I couldn't access the files, so ran fsck. There were so many errors I gave up with preen and interactive modes and just used -y. Here are some fsck messages for reference:
- Group descriptor 4349 checksum is 0xf6d0, should be 0x2ed1. FIXED.
- /dev/sda6: Inode 13434881 is in use, but has dtime set. FIXED.
- /dev/sda6: Inode 13434881 has an extra size (336) which is invalid FIXED.
- /dev/sda6: Inode 13434881 has INDEX_FL flag set but is not a directory. HTREE INDEX CLEARED.
- /dev/sda6: Inode 13434881, i_blocks is 137157068659908, should be 0. FIXED.
- Inodes that were part of a corrupted orphan linked list found. Fix? yes
- Inode 13434886 was part of the orphaned inode list. FIXED.
- Inode 13434886 has imagic flag set. Clear? yes
- Inode 13434886 has an extra size (62340) which is invalid Fix? yes
- Inode 13434886 has compression flag set on filesystem without compression support. Clear? yes
- Inode 13434886 has INDEX_FL flag set but is not a directory. Clear HTree index? yes
- Inode 13434886, i_size is 18440780219561279704, should be 0. Fix? yes
- Inode 13434886, i_blocks is 219803506189340, should be 0. Fix? yes
- Inode 13495674 has a bad extended attribute block 21496064. Clear? yes
- Inode 13495674 has illegal block(s). Clear? yes
- Illegal block #0 (1376321536) in inode 13495674. CLEARED.

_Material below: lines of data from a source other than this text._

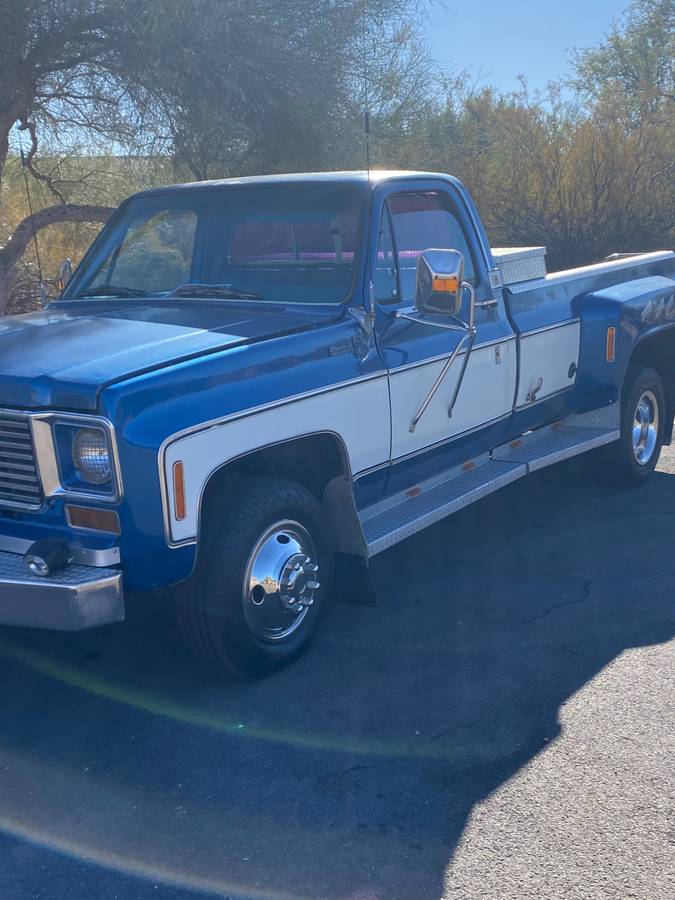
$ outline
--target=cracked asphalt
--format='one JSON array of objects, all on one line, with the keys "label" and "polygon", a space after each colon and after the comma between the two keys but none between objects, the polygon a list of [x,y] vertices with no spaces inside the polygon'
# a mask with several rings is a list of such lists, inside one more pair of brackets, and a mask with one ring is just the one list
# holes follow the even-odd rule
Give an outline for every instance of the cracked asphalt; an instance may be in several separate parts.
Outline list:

- File /image_new_superblock.dd (inode #45605, mod time Wed Oct 28 12:58:24 2015) has 1 multiply-claimed block(s), shared with 1 file(s): ... (inode #13455772, mod time Thu Jul 4 03:48:32 1996) Clone multiply-claimed blocks? yes
Many screens of the above, timestamps all over the place. fsck actually aborted several times due to memory allocation, LOL. Eventually it ran clean, with messages:
- Running additional passes to resolve blocks claimed by more than one inode...
- Pass 1B: Rescanning for multiply-claimed blocks
- Pass 1C: Scanning directories for inodes with multiply-claimed blocks
- Pass 1D: Reconciling multiply-claimed blocks
Can now mount the partition and copy data. A lot of files still seem intact.
But there's more to do; this partition has been affected for 3 weeks. Presumably if I repeat this on the image made initially, I can recover more or nearly all the data. And still need to investigate "Partition 1 does not start on physical sector boundary." But, looking good!